Deutschland erlebt sich in der Pandemie als schlecht regiertes Land. Sogar die Regierenden selbst gehen sich auf die Nerven. »Ich weiß nicht, was Sie getrunken haben. Sie sind hier nicht Kanzler«, giftete Bayerns Ministerpräsident Markus Söder gegen SPD-Finanzminister Olaf Scholz, als sie um milliardenschwere Härtefallfonds für angeschlagene Firmen stritten: »Sie sind nicht der König von Deutschland oder der Weltenherrscher. Da brauchen Sie gar nicht so schlumpfig herumzugrinsen!« Wenige Wochen zuvor hatte der thüringische Ministerpräsident Bodo Ramelow erzählt, dass er während der Sitzungen mit Merkel Candy Crush auf seinem Handy spiele. Andere Teilnehmer würden Sudokus lösen. Das Gremium, mit dem Merkel Deutschland durch die Corona-Krise steuert, ist zur Lachnummer geworden.

Merkels letzte Etappe ihrer Amtszeit hatte im Weißen Haus begonnen. Sie endet in Schlumpfhausen.

Es sind nicht nur die Ministerpräsidenten, die Merkel zur Verzweiflung treiben. Sie dringt auch bei den Bürgern nicht mehr durch. »Wie gerne würde ich auch einmal etwas Gutes verkünden«, seufzte sie in einer Regierungserklärung. Sie weiß wohl, dass man ihr nicht mehr folgt und ihr nicht mehr glaubt. Sie redet unablässig von R-Werten, der 7-Tage-Inzidenz, von Mutanten, dem Sequenzieren des Virus, ganz so, als sei sie die Virologie-Beauftragte der Regierung und nicht die Bundeskanzlerin und mächtigste Frau der Welt. Die Leute wollen einfach nur gut regiert werden und sehnen ansonsten den nächsten Urlaub herbei und das nächste Treffen mit Freunden im Restaurant. Die Krise und das große Versagen haben sie zermürbt, sie entweder still, verzweifelt oder wütend werden lassen. Der Kanzlerin hingegen kommen ihre Bürger unvernünftig vor, wie drängelnde Kinder, die die Anstrengungen der Eltern nicht zu würdigen wissen. Am Ende eines langen gemeinsamen Weges, so scheint es, haben sich die Bürger und ihre Regierungschefin auseinandergelebt.

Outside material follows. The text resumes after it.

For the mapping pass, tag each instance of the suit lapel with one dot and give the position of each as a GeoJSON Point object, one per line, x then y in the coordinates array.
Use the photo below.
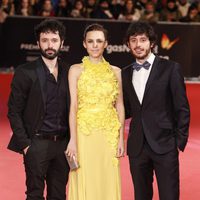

Sogar die Anerkennung der Welt bleibt Angela Merkel jetzt versagt. Eben noch als letzte Heldin der freien Welt verehrt, von den Liberalen in New York, London oder Tel Aviv als kluge, den Werten der Aufklärung verpflichtete Staatenlenkerin gefeiert, sieht die Weltöffentlichkeit in ihr plötzlich die müde Regentin eines risikoscheuen, überbürokratisierten, technisch abgehängten Landes. Viele deutsche Medien, die lange nibelungentreu das Lied der besten Kanzlerin des besten Landes der Welt sangen, wenden sich nun von ihr ab. Es lohne sich nicht mehr, ihren Rücktritt zu fordern, hieß es in einem Leitartikel, sie sei eh nur noch ein paar Monate im Amt.

Auch der Bundestagswahlkampf, die Frage, wer der nächste Kanzler der Republik werden wird, ist längst in den Sog der schier ewig andauernden Corona-Krise geraten. Das Versagen der Bundesregierung schadet vor allem der CDU dramatisch. Ihr Markenkern bestand doch seit Jahrzehnten in dem Versprechen, die Republik verlässlich zu regieren. Dieses Vertrauen der Bürger in ihre Fähigkeiten hat sie verspielt. Die Union ist darüber in eine schwere Identitätskrise gestürzt, die ihre Versäumnisse der letzten Jahre offenbart. In den Umfragen befindet sie sich im Frühjahr 2021 im freien Fall.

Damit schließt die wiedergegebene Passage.